Homemakers comprise the largest chunk of unrecognised and unmonetised labour force since they are not paid for their efforts. According to the time-use survey conducted by the National Statistical Office, women spend close to 299 minutes daily on unpaid domestic services for household members, as compared to 97 minutes spent by men on the same chores. And yet, financial independence has been denied to homemakers, while underestimating their physical and fiscal contribution to the household.
Over the years, the plight of women has changed, but marginally. Most still remain in gilded cages, convinced that it is the best space for them with gifts of shiny baubles. But, this is not their personal income; it is family wealth, and often they do not have the right to use it when push comes to shove.
Many spirited women have torn this cage apart and spread their wings wide to stake their rightful place in the world.
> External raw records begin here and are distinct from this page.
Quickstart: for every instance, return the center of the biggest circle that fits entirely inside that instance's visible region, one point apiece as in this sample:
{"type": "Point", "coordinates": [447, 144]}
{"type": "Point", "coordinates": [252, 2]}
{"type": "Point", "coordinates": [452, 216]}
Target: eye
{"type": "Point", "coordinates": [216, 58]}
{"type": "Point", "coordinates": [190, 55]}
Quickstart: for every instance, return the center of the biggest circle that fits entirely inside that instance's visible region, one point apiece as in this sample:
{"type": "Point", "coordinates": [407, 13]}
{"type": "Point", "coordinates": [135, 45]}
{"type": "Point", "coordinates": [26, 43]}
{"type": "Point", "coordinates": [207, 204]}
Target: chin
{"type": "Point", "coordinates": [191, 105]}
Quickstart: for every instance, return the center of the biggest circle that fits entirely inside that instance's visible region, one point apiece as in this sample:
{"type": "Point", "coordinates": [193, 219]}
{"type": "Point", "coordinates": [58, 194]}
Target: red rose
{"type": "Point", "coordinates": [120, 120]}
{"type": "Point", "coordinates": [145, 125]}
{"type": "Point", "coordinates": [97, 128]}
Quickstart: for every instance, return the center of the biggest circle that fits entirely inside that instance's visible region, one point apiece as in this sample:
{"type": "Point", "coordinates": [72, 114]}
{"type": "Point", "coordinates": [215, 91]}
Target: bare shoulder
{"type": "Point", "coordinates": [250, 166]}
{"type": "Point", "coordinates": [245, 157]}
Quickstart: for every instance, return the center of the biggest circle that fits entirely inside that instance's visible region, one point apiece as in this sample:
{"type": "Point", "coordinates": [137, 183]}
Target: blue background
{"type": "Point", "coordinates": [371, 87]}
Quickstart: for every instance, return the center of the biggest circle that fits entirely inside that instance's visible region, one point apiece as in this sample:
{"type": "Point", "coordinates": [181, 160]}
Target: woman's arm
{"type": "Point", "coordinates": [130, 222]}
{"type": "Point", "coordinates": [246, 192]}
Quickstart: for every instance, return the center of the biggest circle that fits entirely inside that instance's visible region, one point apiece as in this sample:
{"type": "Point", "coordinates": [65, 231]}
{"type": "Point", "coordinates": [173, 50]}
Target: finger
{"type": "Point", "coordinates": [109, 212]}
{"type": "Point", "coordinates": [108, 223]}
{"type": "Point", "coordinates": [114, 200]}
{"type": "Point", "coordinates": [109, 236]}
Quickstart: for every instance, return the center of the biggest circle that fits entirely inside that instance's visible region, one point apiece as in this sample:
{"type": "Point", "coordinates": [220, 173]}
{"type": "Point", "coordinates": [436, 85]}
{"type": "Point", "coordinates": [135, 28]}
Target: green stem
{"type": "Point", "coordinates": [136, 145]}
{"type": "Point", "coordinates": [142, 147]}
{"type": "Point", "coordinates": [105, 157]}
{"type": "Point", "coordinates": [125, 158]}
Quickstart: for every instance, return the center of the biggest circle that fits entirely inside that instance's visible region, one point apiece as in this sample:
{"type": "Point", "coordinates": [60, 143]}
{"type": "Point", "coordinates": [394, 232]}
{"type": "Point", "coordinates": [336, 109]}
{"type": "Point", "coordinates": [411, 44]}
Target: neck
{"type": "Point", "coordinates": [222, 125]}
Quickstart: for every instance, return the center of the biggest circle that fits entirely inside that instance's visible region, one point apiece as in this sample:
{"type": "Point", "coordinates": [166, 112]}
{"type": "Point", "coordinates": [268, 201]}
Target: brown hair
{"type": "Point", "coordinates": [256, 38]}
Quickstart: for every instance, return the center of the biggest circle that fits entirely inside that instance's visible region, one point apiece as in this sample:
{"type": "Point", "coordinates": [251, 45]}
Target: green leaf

However, this has not come easy for them as they had to battle many challenges along the way, be they in terms of gender prejudices, inequity in pay, social disapproval or even criticism from their own families.
On one end of the spectrum are mothers who dissuade their daughters from using makeup quoting the oft-repeated phrase “log kya kahenge”. On the other, some mothers subject their daughters to unjust and unreal beauty standards all in the bid to land a catch, aka a husband, with a settled background.
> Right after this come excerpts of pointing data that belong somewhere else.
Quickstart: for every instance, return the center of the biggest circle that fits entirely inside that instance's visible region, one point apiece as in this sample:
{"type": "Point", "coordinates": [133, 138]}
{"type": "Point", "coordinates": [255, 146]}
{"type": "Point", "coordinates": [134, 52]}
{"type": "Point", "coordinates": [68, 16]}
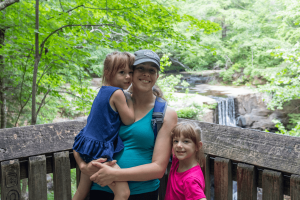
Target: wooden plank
{"type": "Point", "coordinates": [10, 180]}
{"type": "Point", "coordinates": [295, 187]}
{"type": "Point", "coordinates": [37, 181]}
{"type": "Point", "coordinates": [272, 185]}
{"type": "Point", "coordinates": [223, 179]}
{"type": "Point", "coordinates": [266, 150]}
{"type": "Point", "coordinates": [78, 173]}
{"type": "Point", "coordinates": [206, 173]}
{"type": "Point", "coordinates": [61, 176]}
{"type": "Point", "coordinates": [262, 149]}
{"type": "Point", "coordinates": [39, 139]}
{"type": "Point", "coordinates": [246, 182]}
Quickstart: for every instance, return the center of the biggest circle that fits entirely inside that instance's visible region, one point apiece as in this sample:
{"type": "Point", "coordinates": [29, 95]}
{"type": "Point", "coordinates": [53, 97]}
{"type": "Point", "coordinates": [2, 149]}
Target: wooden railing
{"type": "Point", "coordinates": [252, 158]}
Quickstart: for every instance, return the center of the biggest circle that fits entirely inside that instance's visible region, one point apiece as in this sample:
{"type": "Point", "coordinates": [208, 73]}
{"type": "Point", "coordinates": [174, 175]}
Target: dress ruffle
{"type": "Point", "coordinates": [94, 148]}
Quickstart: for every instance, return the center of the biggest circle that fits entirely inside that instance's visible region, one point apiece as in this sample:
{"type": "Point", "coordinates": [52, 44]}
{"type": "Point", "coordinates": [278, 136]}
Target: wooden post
{"type": "Point", "coordinates": [61, 176]}
{"type": "Point", "coordinates": [206, 173]}
{"type": "Point", "coordinates": [223, 179]}
{"type": "Point", "coordinates": [37, 180]}
{"type": "Point", "coordinates": [10, 180]}
{"type": "Point", "coordinates": [163, 184]}
{"type": "Point", "coordinates": [295, 187]}
{"type": "Point", "coordinates": [246, 182]}
{"type": "Point", "coordinates": [272, 184]}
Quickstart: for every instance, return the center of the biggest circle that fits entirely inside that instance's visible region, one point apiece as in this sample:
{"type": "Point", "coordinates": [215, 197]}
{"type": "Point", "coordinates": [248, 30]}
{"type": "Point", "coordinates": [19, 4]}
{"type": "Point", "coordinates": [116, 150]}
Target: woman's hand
{"type": "Point", "coordinates": [105, 174]}
{"type": "Point", "coordinates": [90, 169]}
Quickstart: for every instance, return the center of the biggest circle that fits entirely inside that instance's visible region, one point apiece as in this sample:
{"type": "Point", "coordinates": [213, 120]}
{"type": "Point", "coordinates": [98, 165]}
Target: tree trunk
{"type": "Point", "coordinates": [224, 27]}
{"type": "Point", "coordinates": [2, 84]}
{"type": "Point", "coordinates": [36, 64]}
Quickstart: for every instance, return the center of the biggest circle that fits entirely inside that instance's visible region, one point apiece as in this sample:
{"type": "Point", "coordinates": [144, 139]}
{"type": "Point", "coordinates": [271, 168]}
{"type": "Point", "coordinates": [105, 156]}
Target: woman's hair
{"type": "Point", "coordinates": [193, 132]}
{"type": "Point", "coordinates": [115, 61]}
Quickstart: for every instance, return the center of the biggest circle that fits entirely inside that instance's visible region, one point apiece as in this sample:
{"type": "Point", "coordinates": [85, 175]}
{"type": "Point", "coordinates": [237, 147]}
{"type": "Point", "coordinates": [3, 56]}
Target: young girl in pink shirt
{"type": "Point", "coordinates": [186, 181]}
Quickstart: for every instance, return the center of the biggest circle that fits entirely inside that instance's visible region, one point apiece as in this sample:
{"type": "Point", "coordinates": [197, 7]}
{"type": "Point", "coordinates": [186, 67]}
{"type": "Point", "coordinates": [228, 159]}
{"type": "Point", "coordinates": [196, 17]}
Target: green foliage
{"type": "Point", "coordinates": [164, 62]}
{"type": "Point", "coordinates": [167, 85]}
{"type": "Point", "coordinates": [284, 86]}
{"type": "Point", "coordinates": [227, 75]}
{"type": "Point", "coordinates": [282, 130]}
{"type": "Point", "coordinates": [74, 37]}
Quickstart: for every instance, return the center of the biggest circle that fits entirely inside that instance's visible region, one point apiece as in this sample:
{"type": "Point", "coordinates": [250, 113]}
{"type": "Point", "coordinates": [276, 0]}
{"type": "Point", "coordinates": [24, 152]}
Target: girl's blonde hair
{"type": "Point", "coordinates": [115, 61]}
{"type": "Point", "coordinates": [193, 132]}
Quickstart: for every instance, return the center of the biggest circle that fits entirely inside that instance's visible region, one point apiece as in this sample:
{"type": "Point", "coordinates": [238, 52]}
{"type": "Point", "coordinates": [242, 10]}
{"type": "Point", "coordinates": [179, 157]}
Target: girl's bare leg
{"type": "Point", "coordinates": [120, 189]}
{"type": "Point", "coordinates": [83, 187]}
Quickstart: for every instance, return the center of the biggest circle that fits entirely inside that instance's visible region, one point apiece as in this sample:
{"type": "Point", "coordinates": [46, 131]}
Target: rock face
{"type": "Point", "coordinates": [252, 112]}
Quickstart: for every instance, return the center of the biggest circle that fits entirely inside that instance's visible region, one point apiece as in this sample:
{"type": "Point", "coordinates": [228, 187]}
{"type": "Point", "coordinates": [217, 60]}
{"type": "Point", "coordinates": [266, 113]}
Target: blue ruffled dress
{"type": "Point", "coordinates": [100, 137]}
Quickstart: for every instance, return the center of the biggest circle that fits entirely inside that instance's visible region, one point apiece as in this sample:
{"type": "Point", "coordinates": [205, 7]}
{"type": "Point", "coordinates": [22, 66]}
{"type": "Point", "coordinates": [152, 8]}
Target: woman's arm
{"type": "Point", "coordinates": [156, 169]}
{"type": "Point", "coordinates": [124, 108]}
{"type": "Point", "coordinates": [89, 169]}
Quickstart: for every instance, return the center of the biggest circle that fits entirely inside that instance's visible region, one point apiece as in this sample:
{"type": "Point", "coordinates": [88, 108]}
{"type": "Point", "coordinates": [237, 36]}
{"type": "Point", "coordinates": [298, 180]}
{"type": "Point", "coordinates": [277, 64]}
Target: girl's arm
{"type": "Point", "coordinates": [156, 169]}
{"type": "Point", "coordinates": [125, 109]}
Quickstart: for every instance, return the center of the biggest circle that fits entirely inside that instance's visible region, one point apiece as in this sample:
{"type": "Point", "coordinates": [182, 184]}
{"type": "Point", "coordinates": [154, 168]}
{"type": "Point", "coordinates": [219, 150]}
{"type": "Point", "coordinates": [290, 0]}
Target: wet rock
{"type": "Point", "coordinates": [252, 111]}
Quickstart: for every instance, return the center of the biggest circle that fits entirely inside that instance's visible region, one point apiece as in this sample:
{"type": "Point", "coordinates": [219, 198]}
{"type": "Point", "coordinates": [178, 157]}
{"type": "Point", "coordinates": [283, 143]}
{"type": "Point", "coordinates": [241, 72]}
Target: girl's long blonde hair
{"type": "Point", "coordinates": [115, 61]}
{"type": "Point", "coordinates": [193, 132]}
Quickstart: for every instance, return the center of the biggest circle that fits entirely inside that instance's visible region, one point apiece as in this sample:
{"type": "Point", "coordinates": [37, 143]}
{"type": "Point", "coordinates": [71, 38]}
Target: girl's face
{"type": "Point", "coordinates": [145, 76]}
{"type": "Point", "coordinates": [184, 148]}
{"type": "Point", "coordinates": [122, 78]}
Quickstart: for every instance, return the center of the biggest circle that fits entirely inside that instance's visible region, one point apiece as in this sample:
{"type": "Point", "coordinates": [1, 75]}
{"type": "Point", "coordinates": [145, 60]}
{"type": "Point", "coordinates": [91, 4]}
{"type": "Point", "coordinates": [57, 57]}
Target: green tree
{"type": "Point", "coordinates": [68, 34]}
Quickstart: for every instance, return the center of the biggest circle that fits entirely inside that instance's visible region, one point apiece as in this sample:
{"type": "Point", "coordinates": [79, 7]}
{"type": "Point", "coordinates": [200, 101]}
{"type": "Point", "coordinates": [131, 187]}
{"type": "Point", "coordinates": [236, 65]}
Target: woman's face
{"type": "Point", "coordinates": [145, 76]}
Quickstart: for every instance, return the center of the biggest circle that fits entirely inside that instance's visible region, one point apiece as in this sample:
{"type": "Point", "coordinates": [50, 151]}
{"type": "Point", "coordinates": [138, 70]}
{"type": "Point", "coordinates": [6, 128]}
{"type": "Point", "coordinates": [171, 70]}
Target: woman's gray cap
{"type": "Point", "coordinates": [142, 56]}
Fortunately, some brands decided to call out these misogynistic misadventures. One example is Dove, which has tried to highlight how skewed these societal standards surrounding beauty are and the pressure it places on ordinary women. Putting its money where its marketing is, its 2004 Campaign For Real Beauty featured photographs of regular women instead of professional models. The latest #StopTheBeautyTest ad campaign takes this further by showing how women with perceived beauty flaws are discriminated against. One line in the ad especially stands out, “Padh likh ke laayak bano nahi; kisi pade likhe ke laayak bano (do not be successful yourself by becoming educated; be successful for an educated man).”
Ads like this help ignite conversations around discrimination at home, schools and workplaces. However, there are others who have the potential to make an impact but miss it by a yardstick.
Like Lalita Ji, the outspoken housewife from Surf Excel ads, who would negotiate with the dhobi for overcharging her. Given this ubiquitous brand’s reach and potential to trigger conversations about how the Indian housewife could direct a nation’s narrative, the brand came short by showing her bargaining with the grocer and vegetable vendor, instead of competing with men in the boardroom.
As per the World Economic Forum’s Global Gender Gap Report 2022, it will take 132 years to close the global gender gap. “As crises are compounding, women’s workforce outcomes are suffering and the risk of global gender parity backsliding further intensifies,” the report says.
While the world tackles various economic and political jolts, organisations can play an important role in helping put gender equity back on track. They can ensure that their marketing and advertising campaigns shine a light on how women can access more opportunities for a better future for societies and communities. And, this does not mean swapping the sari with a skimpy dress.
Instead, they can start by countering the prevalent stereotypes and depict real-world women and their dreams, aspirations and disappointments. They can come up with campaigns that help boost their self-esteem. They can show how women can expand their spheres of influence by buying a car or a house, typically associated with products bought by the more knowledgeable man of the house.
Given the decisive role that advertising can play, these small and constant nudges can help build a meaningful connection with the target audience and challenge the status quo where women are still treated as second-class citizens.